Debt write-off has historically been part and parcel of the risk of borrowing and lending. But there seems to be a new attitude from creditors since the financial crisis. They are exploiting greater leverage that they seem to have, and it has led to an abandonment of the concept of co-responsibility. Forget irresponsible lending, forget equitable settlements and moving on, forget “we’re all in this together”. In this braver new world, what we are witnessing amounts to a unilateral reworking of the rules of capitalism, and it is making the EU into a ‘creditors’ paradise’. In this world, entire countries can be held hostage, some essentially turned into vassal states. This process is being normalised in front of our very eyes, another example being the struggles Argentina – a country locked out of international capital markets since 2001 – has been having with Wall Street ‘vulture funds’.

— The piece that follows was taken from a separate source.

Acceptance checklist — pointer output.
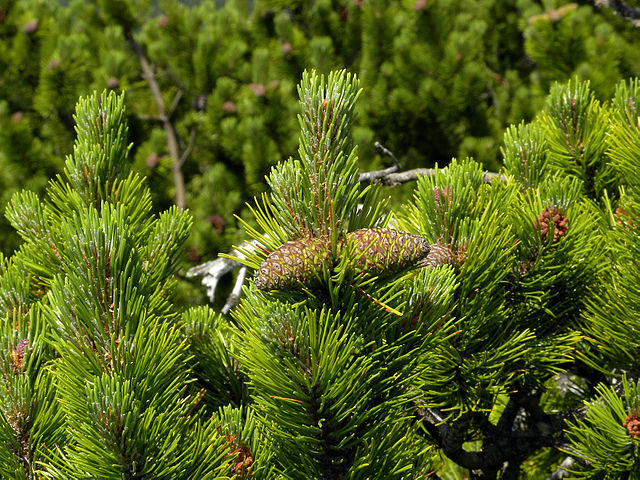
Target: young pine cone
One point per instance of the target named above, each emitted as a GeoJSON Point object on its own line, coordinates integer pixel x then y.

If you’re from one of Europe’s creditor nations, however, you don’t tend to hear things framed this way. Politicians tend not to tell hard truths to their own people. On the one hand they praise electorates for their sophistication while never educating them on the realities of the wider world. Sometimes the politicians are not especially enlightened themselves. In the case of Greece, whole populations have been encouraged to wallow in a falsely assumed self-serving moral superiority. And with it a weird morality tale has taken hold, which is not only insulting, it is crumbles under the mildest scrutiny. But the resilience of this morality tale is not founded on its logic. And so all that seems to remain in Greece’s favour is that the leaders of Europe don’t want Greece to set a precedent for leaving. It’s also not the case that Greece is without friends, such as Podemos in Spain. With a lot of general elections coming up in the next year or two, the power centres in Europe could take on a different complexion by the end of next year.
Whatever the course of European politics, beginning with the outcome of these tense negotiations, what all this really indicates is that Europe doesn’t function properly, certainly compared to the US when it comes to their currency. Over there, there is a pooling of the debt, such that if a state is in distress, the federal government intervenes to help. That’s how a common currency is supposed to work, but in Europe it hasn’t been allowed to. The European Union should be a vehicle for solidarity, but the populations of Europe aren’t really being educated to feel a common kinship. What we have instead is a lot of unhelpful moralising, which is unlikely to achieve much other than hasten Europe’s decline.